The recently published AJCC 8th edition recognizes new prognostic categories that significantly improve prognostic categorization compared to the anatomic stage groupings alone34. To date, there are no robust breast cancer outcome prediction tools available to practicing clinicians to provide patients with early stage breast cancer survival estimates based on the presenting features of their tumor and other clinical factors. Prior tools have been developed but have used different statistical approaches, i.e. mathematical modeling, Cox proportion hazards regression, or actuarial analysis; lacking in follow-up time; more focused on guiding adjuvant therapy discussions; or do not represent a contemporary patient population35,36,37,38. To accompany the recent update to the AJCC staging system, we sought in this analysis, to develop a validated model and demonstrate that age, tumor grade, and biomarker subtypes, conditional on stage, were important determinants of BCSS and that their incorporation could further refine the survival estimates based upon stage utilizing a Fine–Gray Model. Further, we have developed an online tool to estimate individual prognosis based on this model combining clinical and biologic variables for use in daily clinical practice.

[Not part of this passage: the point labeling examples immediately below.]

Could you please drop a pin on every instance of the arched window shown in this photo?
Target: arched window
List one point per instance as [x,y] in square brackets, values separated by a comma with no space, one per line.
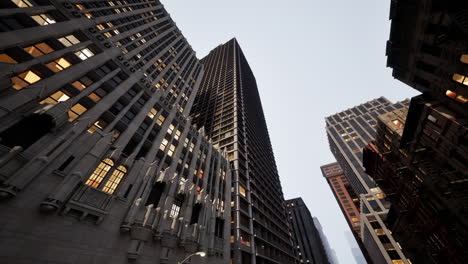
[100,173]
[115,179]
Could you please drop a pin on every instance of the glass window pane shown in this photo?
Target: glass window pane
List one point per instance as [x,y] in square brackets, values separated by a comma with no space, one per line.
[30,77]
[6,58]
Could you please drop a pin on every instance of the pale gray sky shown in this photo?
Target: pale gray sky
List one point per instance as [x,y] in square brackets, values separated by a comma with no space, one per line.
[311,59]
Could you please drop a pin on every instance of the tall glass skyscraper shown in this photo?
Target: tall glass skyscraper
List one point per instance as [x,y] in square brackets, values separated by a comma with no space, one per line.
[229,109]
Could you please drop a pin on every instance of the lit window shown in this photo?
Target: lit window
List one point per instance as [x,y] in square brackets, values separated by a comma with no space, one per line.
[93,96]
[115,179]
[100,173]
[464,58]
[84,54]
[69,40]
[460,79]
[398,123]
[98,125]
[176,207]
[43,19]
[6,58]
[79,85]
[58,96]
[152,113]
[24,79]
[456,97]
[22,3]
[171,150]
[163,144]
[160,120]
[39,49]
[242,191]
[58,65]
[76,111]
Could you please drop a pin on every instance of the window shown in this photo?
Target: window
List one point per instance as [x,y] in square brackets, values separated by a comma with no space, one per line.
[98,125]
[115,179]
[84,54]
[160,120]
[464,58]
[5,58]
[242,191]
[56,97]
[456,97]
[398,123]
[69,40]
[175,210]
[99,173]
[76,111]
[39,49]
[43,19]
[93,96]
[22,3]
[163,144]
[152,113]
[460,78]
[24,79]
[58,65]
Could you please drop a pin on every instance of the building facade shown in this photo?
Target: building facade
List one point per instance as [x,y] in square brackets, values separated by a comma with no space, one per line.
[428,49]
[344,194]
[309,245]
[348,133]
[425,174]
[229,109]
[99,161]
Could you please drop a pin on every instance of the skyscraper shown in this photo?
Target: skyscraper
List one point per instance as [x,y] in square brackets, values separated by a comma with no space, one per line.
[344,194]
[98,160]
[347,199]
[229,109]
[424,172]
[309,245]
[348,133]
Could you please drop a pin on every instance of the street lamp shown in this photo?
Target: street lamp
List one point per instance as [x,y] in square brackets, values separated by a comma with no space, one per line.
[201,254]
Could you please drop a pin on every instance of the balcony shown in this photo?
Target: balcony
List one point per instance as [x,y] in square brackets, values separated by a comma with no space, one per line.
[88,201]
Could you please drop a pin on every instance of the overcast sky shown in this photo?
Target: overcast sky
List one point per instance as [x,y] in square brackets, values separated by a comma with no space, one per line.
[311,59]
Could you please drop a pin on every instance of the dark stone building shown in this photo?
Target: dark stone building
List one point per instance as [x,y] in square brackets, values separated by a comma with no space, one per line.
[309,245]
[98,159]
[228,106]
[428,49]
[348,133]
[425,176]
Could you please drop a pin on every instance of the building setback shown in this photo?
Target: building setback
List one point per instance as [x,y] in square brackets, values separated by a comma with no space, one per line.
[348,133]
[98,160]
[309,245]
[229,109]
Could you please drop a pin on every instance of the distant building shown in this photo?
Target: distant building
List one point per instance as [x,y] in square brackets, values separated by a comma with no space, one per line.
[348,133]
[309,244]
[344,194]
[424,174]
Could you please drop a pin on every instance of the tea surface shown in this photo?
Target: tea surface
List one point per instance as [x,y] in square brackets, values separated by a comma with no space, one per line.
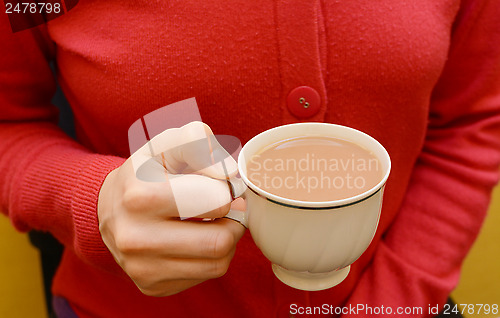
[314,169]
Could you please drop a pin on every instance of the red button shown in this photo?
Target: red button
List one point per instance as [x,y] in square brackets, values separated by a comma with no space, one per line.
[303,102]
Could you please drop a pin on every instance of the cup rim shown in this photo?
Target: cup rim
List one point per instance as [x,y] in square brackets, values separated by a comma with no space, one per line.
[314,205]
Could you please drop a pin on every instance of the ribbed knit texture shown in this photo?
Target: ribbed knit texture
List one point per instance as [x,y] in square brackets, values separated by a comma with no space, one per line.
[422,77]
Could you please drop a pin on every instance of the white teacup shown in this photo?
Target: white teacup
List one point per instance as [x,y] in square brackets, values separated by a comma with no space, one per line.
[311,244]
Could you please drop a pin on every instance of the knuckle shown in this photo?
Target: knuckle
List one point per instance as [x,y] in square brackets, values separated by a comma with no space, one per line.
[220,243]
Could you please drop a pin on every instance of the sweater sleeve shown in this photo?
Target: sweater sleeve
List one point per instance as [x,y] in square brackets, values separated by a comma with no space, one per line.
[418,261]
[48,181]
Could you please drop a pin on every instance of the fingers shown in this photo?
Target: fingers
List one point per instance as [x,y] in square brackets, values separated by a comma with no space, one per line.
[182,196]
[192,147]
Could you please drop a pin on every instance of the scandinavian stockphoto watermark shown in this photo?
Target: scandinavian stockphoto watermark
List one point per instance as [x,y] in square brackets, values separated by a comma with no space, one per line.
[309,172]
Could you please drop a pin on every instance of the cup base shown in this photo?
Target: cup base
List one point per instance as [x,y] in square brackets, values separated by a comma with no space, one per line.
[310,281]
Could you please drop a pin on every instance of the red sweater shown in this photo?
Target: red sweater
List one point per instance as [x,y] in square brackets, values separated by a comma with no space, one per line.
[422,77]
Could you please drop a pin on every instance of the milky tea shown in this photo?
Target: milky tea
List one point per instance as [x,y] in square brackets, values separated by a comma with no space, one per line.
[314,169]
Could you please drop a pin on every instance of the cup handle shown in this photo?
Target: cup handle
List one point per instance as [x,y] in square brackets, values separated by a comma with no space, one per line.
[238,189]
[238,216]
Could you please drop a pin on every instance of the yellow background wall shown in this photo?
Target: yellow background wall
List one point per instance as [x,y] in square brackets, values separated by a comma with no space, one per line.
[21,293]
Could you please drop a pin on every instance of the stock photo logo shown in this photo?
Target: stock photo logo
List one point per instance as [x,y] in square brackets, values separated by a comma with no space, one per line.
[27,14]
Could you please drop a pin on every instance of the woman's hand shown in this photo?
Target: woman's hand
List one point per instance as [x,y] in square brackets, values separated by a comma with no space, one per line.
[141,202]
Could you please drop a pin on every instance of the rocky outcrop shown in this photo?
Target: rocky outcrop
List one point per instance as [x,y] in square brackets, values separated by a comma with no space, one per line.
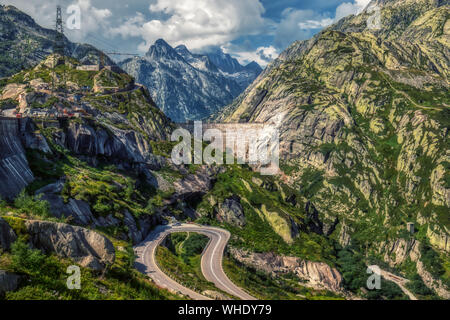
[86,247]
[15,173]
[7,235]
[231,212]
[187,86]
[317,275]
[8,282]
[116,144]
[396,252]
[193,185]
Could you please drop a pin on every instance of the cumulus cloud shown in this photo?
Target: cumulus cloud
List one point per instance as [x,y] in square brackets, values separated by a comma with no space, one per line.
[302,24]
[262,55]
[348,8]
[197,23]
[93,19]
[298,25]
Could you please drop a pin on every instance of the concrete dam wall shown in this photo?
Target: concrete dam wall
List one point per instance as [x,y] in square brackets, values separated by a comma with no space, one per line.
[15,173]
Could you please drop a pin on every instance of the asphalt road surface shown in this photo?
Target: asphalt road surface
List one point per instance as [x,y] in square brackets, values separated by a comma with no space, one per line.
[211,260]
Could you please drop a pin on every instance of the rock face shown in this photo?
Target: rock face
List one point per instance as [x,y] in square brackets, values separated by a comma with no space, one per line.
[187,86]
[317,275]
[121,145]
[86,247]
[364,139]
[8,282]
[231,212]
[15,173]
[7,235]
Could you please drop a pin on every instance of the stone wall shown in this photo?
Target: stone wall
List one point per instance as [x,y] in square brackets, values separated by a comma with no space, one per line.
[15,173]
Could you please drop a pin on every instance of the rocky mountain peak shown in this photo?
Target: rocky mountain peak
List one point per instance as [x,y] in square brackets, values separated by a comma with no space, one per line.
[161,49]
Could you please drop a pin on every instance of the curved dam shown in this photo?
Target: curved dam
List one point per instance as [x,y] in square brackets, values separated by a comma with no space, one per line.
[15,173]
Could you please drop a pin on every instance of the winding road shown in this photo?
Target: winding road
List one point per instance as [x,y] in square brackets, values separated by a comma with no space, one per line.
[211,262]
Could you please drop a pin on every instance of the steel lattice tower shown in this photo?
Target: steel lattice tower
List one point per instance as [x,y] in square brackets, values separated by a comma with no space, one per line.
[59,45]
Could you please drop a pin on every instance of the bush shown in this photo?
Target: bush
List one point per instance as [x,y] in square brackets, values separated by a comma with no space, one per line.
[32,205]
[25,259]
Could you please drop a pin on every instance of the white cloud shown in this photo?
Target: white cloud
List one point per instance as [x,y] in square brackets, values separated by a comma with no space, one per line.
[348,8]
[298,25]
[262,55]
[197,23]
[93,19]
[302,24]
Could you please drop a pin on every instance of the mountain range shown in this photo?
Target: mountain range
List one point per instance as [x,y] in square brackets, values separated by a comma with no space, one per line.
[24,43]
[364,176]
[189,86]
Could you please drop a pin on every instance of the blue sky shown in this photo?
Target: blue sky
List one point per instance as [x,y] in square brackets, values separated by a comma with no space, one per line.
[248,29]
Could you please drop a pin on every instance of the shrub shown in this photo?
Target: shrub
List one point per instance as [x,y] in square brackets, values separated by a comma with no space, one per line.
[32,205]
[25,259]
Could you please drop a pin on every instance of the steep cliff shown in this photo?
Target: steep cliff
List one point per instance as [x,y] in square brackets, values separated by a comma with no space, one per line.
[15,173]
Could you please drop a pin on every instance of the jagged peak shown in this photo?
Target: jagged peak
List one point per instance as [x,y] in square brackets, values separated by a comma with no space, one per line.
[161,49]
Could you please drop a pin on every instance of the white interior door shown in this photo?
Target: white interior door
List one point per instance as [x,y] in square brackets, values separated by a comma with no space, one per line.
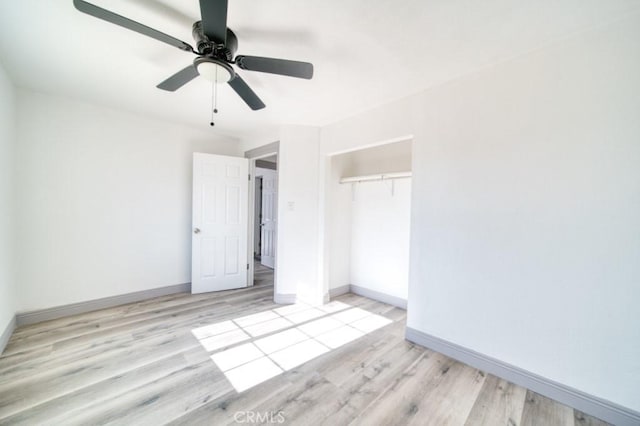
[269,216]
[219,239]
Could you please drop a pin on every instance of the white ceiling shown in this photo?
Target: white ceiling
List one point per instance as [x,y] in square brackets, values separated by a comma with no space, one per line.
[365,52]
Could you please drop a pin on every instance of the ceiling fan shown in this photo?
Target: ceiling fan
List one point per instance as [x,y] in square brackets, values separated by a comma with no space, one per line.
[216,46]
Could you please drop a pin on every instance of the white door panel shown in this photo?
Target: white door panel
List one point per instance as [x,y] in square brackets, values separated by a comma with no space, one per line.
[269,215]
[219,240]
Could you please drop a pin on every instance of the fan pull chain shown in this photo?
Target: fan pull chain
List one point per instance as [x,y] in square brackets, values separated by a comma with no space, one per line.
[214,98]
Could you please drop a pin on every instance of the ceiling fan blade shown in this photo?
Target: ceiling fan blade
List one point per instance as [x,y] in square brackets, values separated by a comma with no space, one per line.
[179,79]
[214,19]
[127,23]
[246,93]
[275,66]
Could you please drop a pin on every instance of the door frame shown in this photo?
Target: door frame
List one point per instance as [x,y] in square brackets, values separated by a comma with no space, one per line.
[253,155]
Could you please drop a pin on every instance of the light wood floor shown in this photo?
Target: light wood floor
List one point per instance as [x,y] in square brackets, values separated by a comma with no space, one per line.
[139,364]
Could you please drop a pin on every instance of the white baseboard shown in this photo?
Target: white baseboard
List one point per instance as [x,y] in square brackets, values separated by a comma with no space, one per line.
[32,317]
[6,334]
[380,297]
[338,291]
[594,406]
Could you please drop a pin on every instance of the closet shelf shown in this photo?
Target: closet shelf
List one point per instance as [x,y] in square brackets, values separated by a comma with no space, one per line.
[381,176]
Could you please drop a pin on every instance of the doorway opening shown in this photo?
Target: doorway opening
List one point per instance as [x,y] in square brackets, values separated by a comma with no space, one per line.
[264,212]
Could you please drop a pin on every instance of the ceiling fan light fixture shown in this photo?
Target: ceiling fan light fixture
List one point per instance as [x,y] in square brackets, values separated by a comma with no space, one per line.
[214,71]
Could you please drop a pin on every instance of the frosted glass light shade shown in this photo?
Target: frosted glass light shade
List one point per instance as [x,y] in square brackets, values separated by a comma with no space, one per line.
[214,71]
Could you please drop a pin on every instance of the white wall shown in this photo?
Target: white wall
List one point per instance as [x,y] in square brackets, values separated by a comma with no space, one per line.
[298,215]
[380,226]
[104,202]
[7,147]
[338,223]
[388,158]
[525,240]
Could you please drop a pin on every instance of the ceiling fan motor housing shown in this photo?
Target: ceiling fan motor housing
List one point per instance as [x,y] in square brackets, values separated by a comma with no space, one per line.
[206,47]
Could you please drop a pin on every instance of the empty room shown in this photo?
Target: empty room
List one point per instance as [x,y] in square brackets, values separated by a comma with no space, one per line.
[233,212]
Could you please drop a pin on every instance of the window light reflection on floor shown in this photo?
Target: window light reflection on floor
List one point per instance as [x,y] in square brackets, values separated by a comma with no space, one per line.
[254,348]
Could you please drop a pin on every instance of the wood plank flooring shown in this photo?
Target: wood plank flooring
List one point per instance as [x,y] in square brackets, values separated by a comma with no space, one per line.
[140,364]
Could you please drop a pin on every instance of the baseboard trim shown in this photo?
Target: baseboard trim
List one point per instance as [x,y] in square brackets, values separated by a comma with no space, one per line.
[380,297]
[285,299]
[589,404]
[32,317]
[339,291]
[6,334]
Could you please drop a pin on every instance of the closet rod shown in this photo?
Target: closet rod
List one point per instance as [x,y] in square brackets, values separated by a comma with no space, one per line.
[382,176]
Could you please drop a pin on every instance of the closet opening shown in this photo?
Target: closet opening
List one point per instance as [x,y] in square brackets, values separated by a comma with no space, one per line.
[368,212]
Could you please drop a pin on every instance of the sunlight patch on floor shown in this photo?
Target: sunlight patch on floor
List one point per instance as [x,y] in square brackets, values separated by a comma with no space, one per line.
[293,335]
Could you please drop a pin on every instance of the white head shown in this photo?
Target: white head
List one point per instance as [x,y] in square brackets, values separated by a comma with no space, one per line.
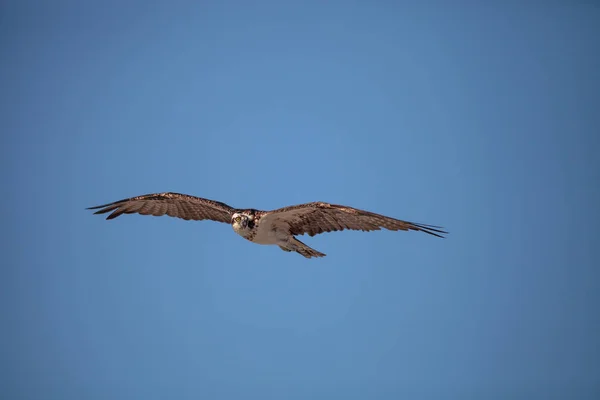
[242,222]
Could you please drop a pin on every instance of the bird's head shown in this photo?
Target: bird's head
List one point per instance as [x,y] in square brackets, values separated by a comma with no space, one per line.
[240,221]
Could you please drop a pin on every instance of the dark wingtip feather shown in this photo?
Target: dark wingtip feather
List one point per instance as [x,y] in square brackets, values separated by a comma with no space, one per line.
[431,229]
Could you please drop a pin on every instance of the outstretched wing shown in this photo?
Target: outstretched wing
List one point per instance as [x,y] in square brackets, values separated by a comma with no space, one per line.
[318,217]
[173,204]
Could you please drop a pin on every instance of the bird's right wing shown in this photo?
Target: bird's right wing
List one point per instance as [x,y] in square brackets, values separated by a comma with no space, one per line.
[173,204]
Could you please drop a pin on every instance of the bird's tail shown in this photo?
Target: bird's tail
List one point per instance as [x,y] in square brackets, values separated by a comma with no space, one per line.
[300,248]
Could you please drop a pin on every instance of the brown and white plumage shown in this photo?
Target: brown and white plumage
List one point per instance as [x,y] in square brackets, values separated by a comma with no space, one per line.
[276,227]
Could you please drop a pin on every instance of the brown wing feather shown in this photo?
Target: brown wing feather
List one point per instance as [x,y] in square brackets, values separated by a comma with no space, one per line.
[172,204]
[318,217]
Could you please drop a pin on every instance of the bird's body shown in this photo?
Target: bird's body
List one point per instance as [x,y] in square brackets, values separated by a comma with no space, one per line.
[277,227]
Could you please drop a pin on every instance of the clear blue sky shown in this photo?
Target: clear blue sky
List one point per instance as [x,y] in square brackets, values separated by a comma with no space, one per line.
[483,120]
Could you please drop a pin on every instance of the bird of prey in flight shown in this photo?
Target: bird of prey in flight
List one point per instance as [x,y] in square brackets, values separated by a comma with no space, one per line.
[277,227]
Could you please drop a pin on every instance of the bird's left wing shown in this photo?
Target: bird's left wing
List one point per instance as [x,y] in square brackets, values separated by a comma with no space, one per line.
[319,217]
[173,204]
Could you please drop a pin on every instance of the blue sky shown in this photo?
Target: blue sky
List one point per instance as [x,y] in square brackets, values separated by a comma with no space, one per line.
[483,120]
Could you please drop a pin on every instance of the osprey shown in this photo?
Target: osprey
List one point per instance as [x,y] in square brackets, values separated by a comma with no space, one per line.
[277,227]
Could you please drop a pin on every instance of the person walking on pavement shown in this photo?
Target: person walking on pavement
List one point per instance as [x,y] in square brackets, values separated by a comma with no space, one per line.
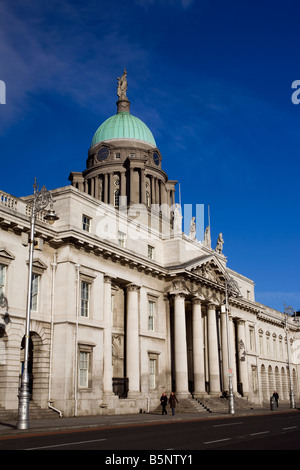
[173,400]
[164,402]
[276,397]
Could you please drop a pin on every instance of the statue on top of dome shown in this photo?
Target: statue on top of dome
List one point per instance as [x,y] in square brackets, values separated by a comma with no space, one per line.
[122,86]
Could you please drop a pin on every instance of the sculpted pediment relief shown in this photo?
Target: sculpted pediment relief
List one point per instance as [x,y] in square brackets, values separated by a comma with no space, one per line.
[209,269]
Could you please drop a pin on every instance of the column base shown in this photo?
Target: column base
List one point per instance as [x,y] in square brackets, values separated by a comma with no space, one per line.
[183,394]
[215,394]
[133,394]
[197,394]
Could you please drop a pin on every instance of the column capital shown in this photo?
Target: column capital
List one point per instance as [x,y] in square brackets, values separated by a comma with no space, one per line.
[179,295]
[108,279]
[211,306]
[132,287]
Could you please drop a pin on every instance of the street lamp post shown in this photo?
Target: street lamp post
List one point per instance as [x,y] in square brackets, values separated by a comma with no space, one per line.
[41,199]
[289,311]
[231,288]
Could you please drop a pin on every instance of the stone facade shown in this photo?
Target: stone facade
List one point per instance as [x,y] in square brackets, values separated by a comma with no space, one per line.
[125,305]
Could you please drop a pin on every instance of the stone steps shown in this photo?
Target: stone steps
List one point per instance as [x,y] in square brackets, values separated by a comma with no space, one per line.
[208,405]
[215,405]
[184,405]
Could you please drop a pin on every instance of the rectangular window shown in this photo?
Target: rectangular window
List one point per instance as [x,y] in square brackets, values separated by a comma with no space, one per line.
[150,252]
[84,359]
[152,374]
[85,299]
[121,239]
[252,339]
[254,378]
[86,223]
[151,311]
[2,280]
[34,292]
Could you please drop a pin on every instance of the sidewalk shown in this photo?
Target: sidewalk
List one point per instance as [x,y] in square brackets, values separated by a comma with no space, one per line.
[49,425]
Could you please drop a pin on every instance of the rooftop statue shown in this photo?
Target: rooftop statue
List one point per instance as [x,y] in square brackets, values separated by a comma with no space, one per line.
[122,86]
[220,243]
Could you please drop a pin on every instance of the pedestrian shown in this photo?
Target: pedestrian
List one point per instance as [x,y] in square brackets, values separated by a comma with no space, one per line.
[173,400]
[276,397]
[164,402]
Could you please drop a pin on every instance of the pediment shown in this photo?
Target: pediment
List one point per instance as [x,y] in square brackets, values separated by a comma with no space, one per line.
[38,266]
[208,267]
[5,256]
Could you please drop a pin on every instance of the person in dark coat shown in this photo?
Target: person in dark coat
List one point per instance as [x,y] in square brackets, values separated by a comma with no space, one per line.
[173,400]
[164,402]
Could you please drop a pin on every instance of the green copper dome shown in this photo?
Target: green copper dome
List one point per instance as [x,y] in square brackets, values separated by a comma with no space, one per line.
[123,125]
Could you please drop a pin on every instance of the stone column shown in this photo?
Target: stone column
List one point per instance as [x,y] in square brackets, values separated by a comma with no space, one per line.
[242,361]
[232,354]
[181,370]
[213,358]
[198,351]
[131,187]
[224,351]
[107,338]
[132,340]
[105,198]
[143,187]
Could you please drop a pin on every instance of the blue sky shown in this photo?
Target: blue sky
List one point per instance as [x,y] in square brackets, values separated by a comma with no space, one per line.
[211,79]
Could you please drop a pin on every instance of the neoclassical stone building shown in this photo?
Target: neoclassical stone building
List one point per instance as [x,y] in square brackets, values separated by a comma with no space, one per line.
[124,304]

Prediction model on the training data

In the MDACC database, 20,928 patients with stage I–III breast cancer, who received treatment with surgery as the first intervention were identified (see Supplementary Table 1 for the characteristics of the overall cohort). From the overall cohort (n = 20,928), a complete data cohort (N = 14,781) was formed for model comparison purposes, after excluding 29% of the patients (n = 6147) missing one or more of the key variables (age, HR, HER2, grade). All models with stage and additional factors showed higher C-index than the model with stage alone (Table 1). The model with age, grade, combined HR and HER2 status, and stage, which reflects the information conventionally available in current clinical practice, showed the best predictive accuracy.

Table 1 Comparisons of multivariable Fine–Gray models, using complete data cohort (N = 14,781)a.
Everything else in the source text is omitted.